Master and bachelor projects offered by Jarle Tufto

GARMA versus Latent Gaussian models

Combining ideas of classical ARMA models and Generalized linear models, Benjamin et. al. 2003 introduced the generalized autoregressive moving average model (GARMA). This model is useful for modelling time series of counts, e.g. number of insurance claims or number of daily cases of a disease in a population. In the GARMA model the link-function (e.g. the log) of the expectation \(\mu_t\) of observations in the exponential family (e.g. the Poisson) conditional on the past is modelled as \[ g(\mu_t)=\eta_t=\beta + \sum_{j=1}^p\phi_j(g(y_{t-j}^*)-\beta) + \sum_{j=1}^q \theta_j (g(y_{t-j}^*)-\eta_{t-j}), \tag{1} \] that is, as linear combination of past observations and past "prediction errors". Note that \(y_{t-j}\) must be replaced by \(y_{t-j}^*=\operatorname{max}(y_{t-j},c)\) when the log-link is used where the threshold \(c\) is an additional parameter that must be chosen arbitrarily or perhaps estimated.

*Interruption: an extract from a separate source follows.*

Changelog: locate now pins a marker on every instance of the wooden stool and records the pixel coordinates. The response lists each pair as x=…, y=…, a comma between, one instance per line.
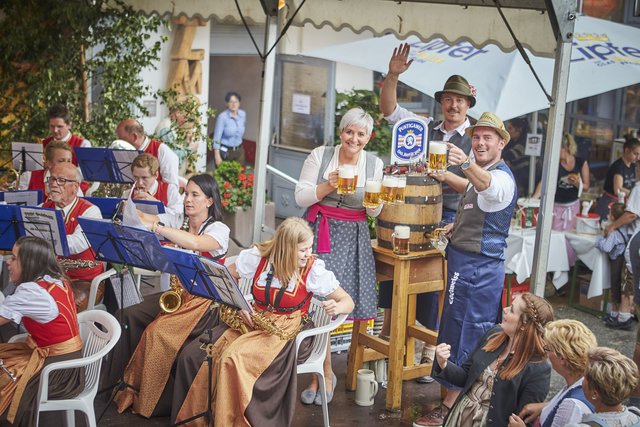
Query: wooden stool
x=412, y=274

An obvious alternative model is to instead assume e.g. that \[ y_t \sim \operatorname{Poisson}(\mu_t) \tag{2a} \] for \(t=1,2,\dots,n\) and independent conditional on \(\{\mu_t\}\) and that \[\{\ln\mu_t\}\sim \text{Gaussian ARMA}(p,q). \tag{2b} \] It is well known that adding white noise to e.g. an AR(1) model leads to a an ARMA(1,1) model. This suggests that a GARMA model would need an extraneous MA term to fit data if the data is truly generated by (2) and that (2) will perhaps more parsimoniously fit real data if the conditional independence assumption (2a) holds.

Model (2) is a Latent Gaussian model that can be implemented in TMB and fitted by maximising the Laplace approximation of the marginal likelihood (see below). A project could involve implementing this model and see how well it works on real as well as simulated data compared to the above GARMA model.

Approximate frequentist prediction intervals for GLMs

For generalized linear models (GLMs), current methods for constructing prediction intervals resort to simulation based methods, typically relying on approximate/asymptotic normality of \(\hat{\mathbf{\beta}}\) or relying on parametric bootstrapping and then calculating the prediction interval from quantiles of the simulated response conditional on simulated realisations of the linear predictor.

In project 2, problem 1c in TMA4315 Generalized linear models 2021, for linear models (LMs), we saw that the limit(s) of a prediction interval are equal to the critical value(s) in a kind of hypothesis test that a particular observation is an outlier.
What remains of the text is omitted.